Los demás asintieron.

Fuera quien fuese el artífice, había actuado serenamente.

Roche, que tenía desde hacía tiempo a Gavila en el equipo a todos los efectos, se dio cuenta de que el criminólogo estaba ensimismado en sus pensamientos, con los ojos inmóviles.

—¿Y tú, doctor, qué piensas?

Goran emergió del silencio que se había impuesto y dijo simplemente:

—Los pájaros.

En un principio, nadie pareció entenderlo.

Él prosiguió, impasible:

—No me he fijado al llegar, me he dado cuenta ahora. Es extraño. Escuchad…

Del oscuro bosque se elevaba la voz de miles de pájaros.

—Cantan —dijo Rosa, sorprendida.

Goran se volvió hacia ella y asintió con la cabeza.

—Son los focos… Han confundido esta luz con el amanecer. Y cantan —señaló Boris.

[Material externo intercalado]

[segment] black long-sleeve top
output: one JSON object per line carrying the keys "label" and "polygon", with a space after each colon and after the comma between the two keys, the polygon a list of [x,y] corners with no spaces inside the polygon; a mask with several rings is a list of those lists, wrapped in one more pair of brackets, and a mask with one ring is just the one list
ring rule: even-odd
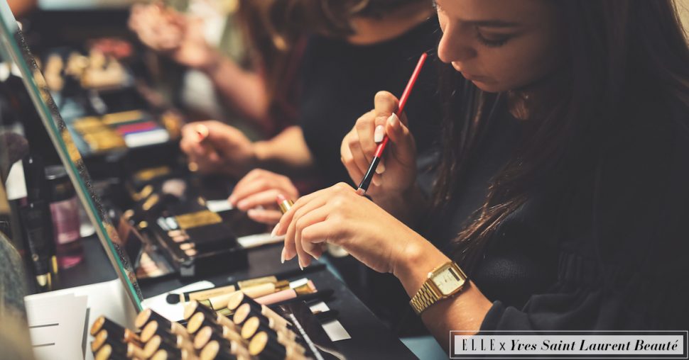
{"label": "black long-sleeve top", "polygon": [[[536,189],[499,225],[470,274],[493,302],[482,331],[689,328],[689,114],[671,108],[614,132],[595,169]],[[429,237],[448,254],[522,126],[505,111],[435,219]]]}

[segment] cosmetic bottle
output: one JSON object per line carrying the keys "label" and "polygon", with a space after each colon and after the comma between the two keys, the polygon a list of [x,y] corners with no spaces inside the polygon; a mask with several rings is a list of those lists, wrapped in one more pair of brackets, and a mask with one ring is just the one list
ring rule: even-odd
{"label": "cosmetic bottle", "polygon": [[67,269],[79,264],[84,257],[77,193],[61,165],[46,167],[45,179],[58,263],[61,269]]}

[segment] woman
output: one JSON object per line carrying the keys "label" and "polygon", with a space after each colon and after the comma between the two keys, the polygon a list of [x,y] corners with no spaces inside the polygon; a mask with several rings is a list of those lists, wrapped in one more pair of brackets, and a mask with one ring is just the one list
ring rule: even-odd
{"label": "woman", "polygon": [[[689,50],[671,1],[436,2],[452,72],[434,198],[379,94],[342,145],[358,179],[384,123],[374,201],[344,184],[302,197],[274,230],[282,259],[336,244],[410,297],[454,260],[470,281],[413,304],[441,344],[450,330],[686,329]],[[442,229],[425,238],[409,226],[428,208]]]}
{"label": "woman", "polygon": [[[276,193],[295,198],[296,189],[283,175],[265,170],[247,173],[260,168],[320,178],[303,190],[348,181],[340,161],[342,137],[381,86],[402,92],[418,57],[433,50],[438,35],[433,9],[425,0],[283,0],[274,4],[271,13],[288,19],[273,18],[276,34],[310,34],[302,57],[298,124],[271,139],[251,142],[230,126],[201,122],[210,129],[208,141],[199,143],[195,123],[183,130],[180,144],[200,171],[244,177],[230,202],[254,220],[271,225],[281,215],[275,206]],[[435,57],[431,54],[429,64]],[[410,114],[418,114],[415,118],[428,116],[411,125],[419,152],[428,159],[439,130],[436,79],[429,64],[408,107]]]}

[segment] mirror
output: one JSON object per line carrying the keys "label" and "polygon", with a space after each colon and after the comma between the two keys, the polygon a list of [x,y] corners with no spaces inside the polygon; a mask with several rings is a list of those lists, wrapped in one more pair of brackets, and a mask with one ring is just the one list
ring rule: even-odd
{"label": "mirror", "polygon": [[[58,111],[45,79],[26,46],[21,30],[6,1],[0,2],[0,57],[4,68],[9,72],[6,72],[6,75],[13,74],[14,79],[21,78],[21,84],[31,99],[30,103],[33,104],[36,116],[40,118],[50,138],[50,143],[44,142],[45,143],[34,144],[32,146],[54,147],[67,170],[78,198],[95,227],[110,261],[135,308],[140,311],[142,309],[143,297],[132,269],[132,264],[126,254],[116,228],[109,221],[100,201],[95,195],[84,161]],[[20,91],[23,91],[24,89]],[[0,122],[1,121],[0,119]],[[27,134],[31,135],[32,134]]]}

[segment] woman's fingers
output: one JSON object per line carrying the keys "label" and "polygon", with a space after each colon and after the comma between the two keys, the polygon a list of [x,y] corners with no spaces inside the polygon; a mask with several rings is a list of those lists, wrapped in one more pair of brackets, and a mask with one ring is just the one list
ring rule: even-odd
{"label": "woman's fingers", "polygon": [[385,132],[394,147],[393,152],[396,159],[404,166],[411,167],[416,162],[416,145],[409,129],[392,114],[385,124]]}
{"label": "woman's fingers", "polygon": [[295,211],[294,217],[287,228],[287,232],[285,234],[285,240],[289,240],[294,244],[294,252],[291,252],[291,249],[286,247],[287,249],[285,253],[286,259],[289,260],[293,259],[295,255],[298,255],[299,257],[299,264],[302,267],[308,266],[310,263],[310,255],[307,254],[304,250],[302,243],[296,241],[297,226],[300,224],[303,216],[325,205],[327,202],[327,198],[318,197],[309,201]]}
{"label": "woman's fingers", "polygon": [[376,114],[389,116],[397,111],[398,102],[397,98],[389,92],[378,91],[374,99],[374,108]]}
{"label": "woman's fingers", "polygon": [[285,213],[285,215],[280,218],[280,222],[273,230],[273,235],[276,236],[285,235],[285,259],[287,260],[290,260],[297,255],[297,249],[294,244],[294,223],[298,218],[295,216],[298,217],[303,213],[298,213],[298,211],[305,207],[308,210],[308,209],[322,206],[325,203],[325,200],[319,197],[320,194],[318,193],[320,191],[316,191],[315,193],[299,198],[294,203],[294,205],[290,208],[290,210],[287,213]]}
{"label": "woman's fingers", "polygon": [[[249,195],[237,202],[237,207],[242,211],[247,211],[257,206],[268,207],[276,204],[276,198],[281,191],[271,189],[264,191],[259,191],[252,195]],[[279,218],[278,220],[280,220]]]}
{"label": "woman's fingers", "polygon": [[268,225],[276,224],[282,218],[278,210],[250,209],[246,215],[254,221]]}
{"label": "woman's fingers", "polygon": [[[302,249],[303,249],[304,252],[308,255],[316,257],[314,256],[313,250],[317,247],[314,242],[323,242],[325,241],[327,237],[324,237],[322,239],[318,239],[315,241],[303,241],[302,240],[302,231],[318,223],[322,223],[325,221],[328,216],[330,210],[327,206],[321,206],[316,208],[312,211],[305,213],[303,216],[301,216],[299,219],[296,220],[296,224],[295,225],[295,233],[294,233],[294,241],[298,244],[301,244]],[[307,266],[311,262],[310,258],[306,258],[303,259],[304,261],[300,262],[303,266]]]}
{"label": "woman's fingers", "polygon": [[354,166],[362,174],[366,174],[369,166],[371,164],[371,161],[364,154],[364,150],[361,147],[361,142],[359,140],[357,135],[352,135],[349,138],[349,151],[352,152],[352,162]]}

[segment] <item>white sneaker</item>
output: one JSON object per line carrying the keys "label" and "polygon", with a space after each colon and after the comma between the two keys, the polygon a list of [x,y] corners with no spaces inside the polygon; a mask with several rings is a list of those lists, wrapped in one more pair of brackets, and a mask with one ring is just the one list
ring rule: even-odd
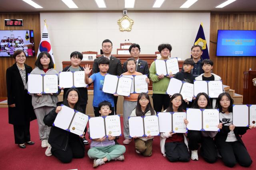
{"label": "white sneaker", "polygon": [[93,161],[93,168],[95,168],[105,164],[103,159],[95,159]]}
{"label": "white sneaker", "polygon": [[41,146],[42,148],[46,148],[47,147],[47,143],[48,141],[46,139],[42,140],[42,143],[41,144]]}
{"label": "white sneaker", "polygon": [[198,155],[197,154],[197,150],[191,150],[191,159],[194,160],[198,160]]}
{"label": "white sneaker", "polygon": [[121,155],[120,155],[117,158],[116,158],[114,159],[115,160],[124,160],[124,156],[123,154],[122,154]]}
{"label": "white sneaker", "polygon": [[[50,144],[49,144],[50,145]],[[52,152],[51,152],[51,149],[52,146],[50,145],[50,147],[48,147],[46,150],[45,151],[45,155],[47,156],[52,156]]]}

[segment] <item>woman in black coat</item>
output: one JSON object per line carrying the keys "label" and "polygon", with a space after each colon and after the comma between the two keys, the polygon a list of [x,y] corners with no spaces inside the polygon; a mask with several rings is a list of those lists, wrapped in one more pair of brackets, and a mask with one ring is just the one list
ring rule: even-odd
{"label": "woman in black coat", "polygon": [[15,144],[25,148],[25,143],[33,144],[30,141],[30,121],[36,119],[31,103],[31,96],[28,94],[26,83],[28,74],[32,68],[24,64],[24,51],[15,51],[13,57],[16,62],[6,70],[6,87],[8,101],[9,123],[13,125]]}

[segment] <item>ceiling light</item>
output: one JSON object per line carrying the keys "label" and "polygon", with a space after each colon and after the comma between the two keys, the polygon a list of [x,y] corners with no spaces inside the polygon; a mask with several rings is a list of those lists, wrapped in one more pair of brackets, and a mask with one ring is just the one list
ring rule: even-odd
{"label": "ceiling light", "polygon": [[70,8],[78,8],[76,4],[72,0],[61,0]]}
{"label": "ceiling light", "polygon": [[198,0],[188,0],[180,8],[188,8],[197,1]]}
{"label": "ceiling light", "polygon": [[24,2],[29,4],[33,7],[35,8],[43,8],[43,7],[40,6],[39,5],[36,3],[35,2],[34,2],[32,1],[31,0],[22,0]]}
{"label": "ceiling light", "polygon": [[155,0],[153,8],[160,8],[165,0]]}
{"label": "ceiling light", "polygon": [[104,0],[95,0],[95,2],[99,8],[106,8]]}
{"label": "ceiling light", "polygon": [[135,0],[124,0],[124,8],[134,8],[135,2]]}
{"label": "ceiling light", "polygon": [[224,2],[221,4],[220,5],[219,5],[215,8],[223,8],[225,6],[226,6],[232,3],[232,2],[236,1],[236,0],[228,0]]}

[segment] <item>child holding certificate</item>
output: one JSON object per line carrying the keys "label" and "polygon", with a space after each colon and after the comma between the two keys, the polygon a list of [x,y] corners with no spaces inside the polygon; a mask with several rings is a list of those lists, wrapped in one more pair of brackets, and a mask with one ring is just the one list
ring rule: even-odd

—¿Os parece que tiene sentido? —prosiguió Goran, mirándolo esta vez—. No obstante, lo tiene… Cinco brazos enterrados. Pedazos. Sin los cuerpos. Si queremos, no existe verdadera crueldad en todo esto. Sin los cuerpos no hay nada. Sin los cuerpos no hay individuos, no hay personas. Sólo tenemos que preguntarnos dónde están las niñas. ¿Por qué no están ahí, en esas fosas? No podemos mirarlas a los ojos, no podemos percibir que son como nosotros, porque, en realidad, no hay nada de humano en esto. Son sólo partes… Ninguna compasión. Él no nos la ha concedido. Nos ha dejado sólo el miedo. No se puede sentir piedad por esas pequeñas víctimas. Quiere hacernos saber únicamente que están muertas… ¿Os parece que tiene sentido? Miles de pájaros en la oscuridad obligados a gritar alrededor de una luz imposible. Nosotros no podemos verlos pero ellos nos observan: miles de pájaros. ¿Qué son? Algo simple. Pero también el fruto de una ilusión. Y hay que prestar atención a los ilusionistas: a veces el mal nos engaña asumiendo la forma más simple de las cosas.

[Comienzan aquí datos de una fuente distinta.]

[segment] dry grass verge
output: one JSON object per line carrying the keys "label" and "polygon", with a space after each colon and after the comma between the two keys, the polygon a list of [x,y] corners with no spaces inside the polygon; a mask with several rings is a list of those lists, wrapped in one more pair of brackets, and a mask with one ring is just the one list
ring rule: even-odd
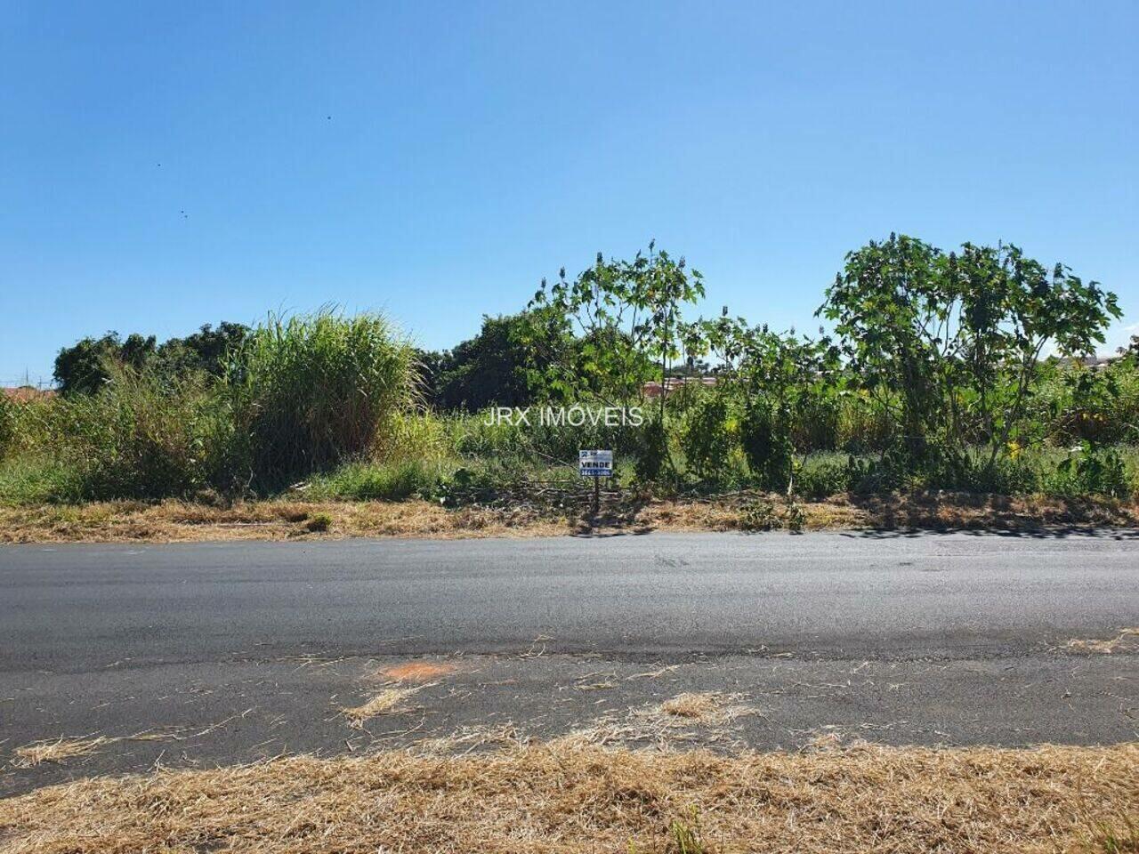
{"label": "dry grass verge", "polygon": [[[648,531],[739,531],[749,526],[754,494],[708,500],[653,500],[603,514],[590,526],[570,511],[464,507],[426,501],[256,501],[213,507],[182,501],[92,502],[77,506],[0,507],[0,542],[182,542],[198,540],[289,540],[328,536],[489,537],[557,536],[574,533]],[[790,524],[778,499],[771,526]],[[802,503],[805,529],[994,528],[1070,526],[1137,527],[1133,504],[967,493],[836,496]],[[560,514],[560,515],[559,515]],[[319,524],[318,524],[319,523]]]}
{"label": "dry grass verge", "polygon": [[0,848],[646,854],[683,838],[716,853],[1108,851],[1108,831],[1133,845],[1137,769],[1139,745],[295,757],[0,800]]}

Silencio. Una vez más, el criminólogo había dado con un pequeño y preñado sentido simbólico. Eso que los demás a menudo no lograban ver o, como en ese caso, sentir. Los detalles, los contornos, los matices. La sombra alrededor de las cosas, el aura oscura en que se esconde el mal.

Cada asesino tiene un «diseño», una forma precisa que le proporciona satisfacción, orgullo. La tarea más difícil es entender cuál es su visión. Por eso estaba allí Goran. Por eso lo habían llamado. Para que capturara aquel mal inexplicable entre los elementos tranquilizadores de su ciencia.

En ese instante, un miembro de la policía científica vestido con bata blanca se acercó a ellos y se dirigió directamente al inspector jefe con una expresión confusa en el rostro.

—Señor Roche, hay un problema… Son seis brazos.